Gestern Abend, Karstadt am Hermannplatz. Verzweifelter Versuch meinerseits, der Verkäuferin mit herzlichen Floskeln ein Lächeln zu entlocken. Natürlich vergebens. Ich glaube fest daran, dass die von Deutschen oft so monierte „falsche Freundlichkeit“ der Amerikaner im Servicebereich den Verkäufern selbst etwas Gutes tut. Schließlich produziert das Gehirn auch Endorphine, wenn der Mensch nur so tut, als würde er lächeln. Auf der anderen Seite weiß ich auch, mit welchen Schrecklichkeiten die amerikanischen Verkäufer zu ihrer Freundlichkeit bewegt werden: „hire and fire“, Abhängigkeit vom Trinkgeld, totale Kontrolle durch die Arbeitgeber und nicht zuletzt bezahlte Denunzianten, die auf den absurden Namen „Mistery Shopper“ hören.

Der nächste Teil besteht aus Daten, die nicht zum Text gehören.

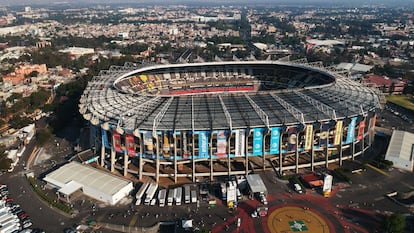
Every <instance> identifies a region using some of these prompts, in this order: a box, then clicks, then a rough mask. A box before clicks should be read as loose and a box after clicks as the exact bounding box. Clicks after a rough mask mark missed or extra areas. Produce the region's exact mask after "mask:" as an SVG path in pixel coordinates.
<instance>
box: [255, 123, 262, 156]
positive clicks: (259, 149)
mask: <svg viewBox="0 0 414 233" xmlns="http://www.w3.org/2000/svg"><path fill="white" fill-rule="evenodd" d="M262 154H263V129H262V128H255V129H253V155H255V156H257V155H262Z"/></svg>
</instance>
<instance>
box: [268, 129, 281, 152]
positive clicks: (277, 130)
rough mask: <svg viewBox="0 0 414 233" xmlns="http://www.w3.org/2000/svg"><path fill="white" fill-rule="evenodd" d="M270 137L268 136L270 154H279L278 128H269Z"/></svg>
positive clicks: (279, 139)
mask: <svg viewBox="0 0 414 233" xmlns="http://www.w3.org/2000/svg"><path fill="white" fill-rule="evenodd" d="M271 130H272V135H271V136H270V154H271V155H275V154H279V144H280V127H274V128H271Z"/></svg>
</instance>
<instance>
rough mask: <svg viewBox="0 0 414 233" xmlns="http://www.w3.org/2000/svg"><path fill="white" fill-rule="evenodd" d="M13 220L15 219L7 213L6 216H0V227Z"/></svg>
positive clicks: (11, 214)
mask: <svg viewBox="0 0 414 233" xmlns="http://www.w3.org/2000/svg"><path fill="white" fill-rule="evenodd" d="M15 218H17V217H16V216H15V215H14V214H10V213H7V214H6V215H2V216H1V217H0V225H4V223H5V222H7V221H8V220H10V219H15Z"/></svg>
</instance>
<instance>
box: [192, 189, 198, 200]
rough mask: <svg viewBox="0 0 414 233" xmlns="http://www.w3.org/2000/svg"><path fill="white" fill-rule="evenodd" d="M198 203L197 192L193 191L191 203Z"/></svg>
mask: <svg viewBox="0 0 414 233" xmlns="http://www.w3.org/2000/svg"><path fill="white" fill-rule="evenodd" d="M196 202H197V191H196V190H194V189H193V190H191V203H196Z"/></svg>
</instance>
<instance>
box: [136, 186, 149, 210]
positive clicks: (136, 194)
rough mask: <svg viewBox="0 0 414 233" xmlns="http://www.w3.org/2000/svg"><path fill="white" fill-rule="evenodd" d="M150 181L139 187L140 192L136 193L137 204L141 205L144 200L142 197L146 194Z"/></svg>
mask: <svg viewBox="0 0 414 233" xmlns="http://www.w3.org/2000/svg"><path fill="white" fill-rule="evenodd" d="M148 186H149V183H143V184H142V185H141V187H140V188H139V190H138V192H137V193H136V194H135V199H136V202H135V205H140V204H141V201H142V197H143V196H144V193H145V191H146V190H147V188H148Z"/></svg>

Zwischen 1997 und 2008 ist die Anzahl der deutschen Unternehmen in diesem Bereich von drei auf 112 gestiegen. Ich wusste nicht mal von der Existenz dieser fragwürdigen Praxis, bis ich einen Freund bei der Arbeit besuchte, der beiläufig sagte: „Ich muss kurz der Frau da drüben helfen, die könnte ein ‚Mistery Shopper’ sein“. Ich weiß, dass es dieser Tage gerne unter Naivität verbucht wird, wenn man sich über etwas derartig Banales wie Überwachung oder Denunziantentum echauffiert. Ich ärgere mich trotzdem darüber, dass so ein widerwärtiger menschlicher Impuls professionalisiert wird. Dabei werden die Testkäufer noch nicht mal gut bezahlt: „Viel verdient sie nicht, aber ihr macht die Arbeit Spaß“, berichtet ein Artikel in der SZ von 2010. Was das für Leute sind, denen so etwas Spaß macht, kann man sich ja vorstellen. Es sagt übrigens auch eine Menge über die Unternehmen aus, die lieber Angst und Schrecken bei ihren Mitarbeitern verbreiten, anstatt über ein angenehmes Arbeitsumfeld nachzudenken.
So nett es ist, „Have a good day, Honey“ im Supermarkt zu hören – wenn diese Herzlichkeit durch Einschüchterung erreicht wird, ist mir die schlecht gelaunte Verkäuferin am Hermannplatz immer noch lieber. Und irgendwann bewege ich sie auch noch zu einem Lächeln.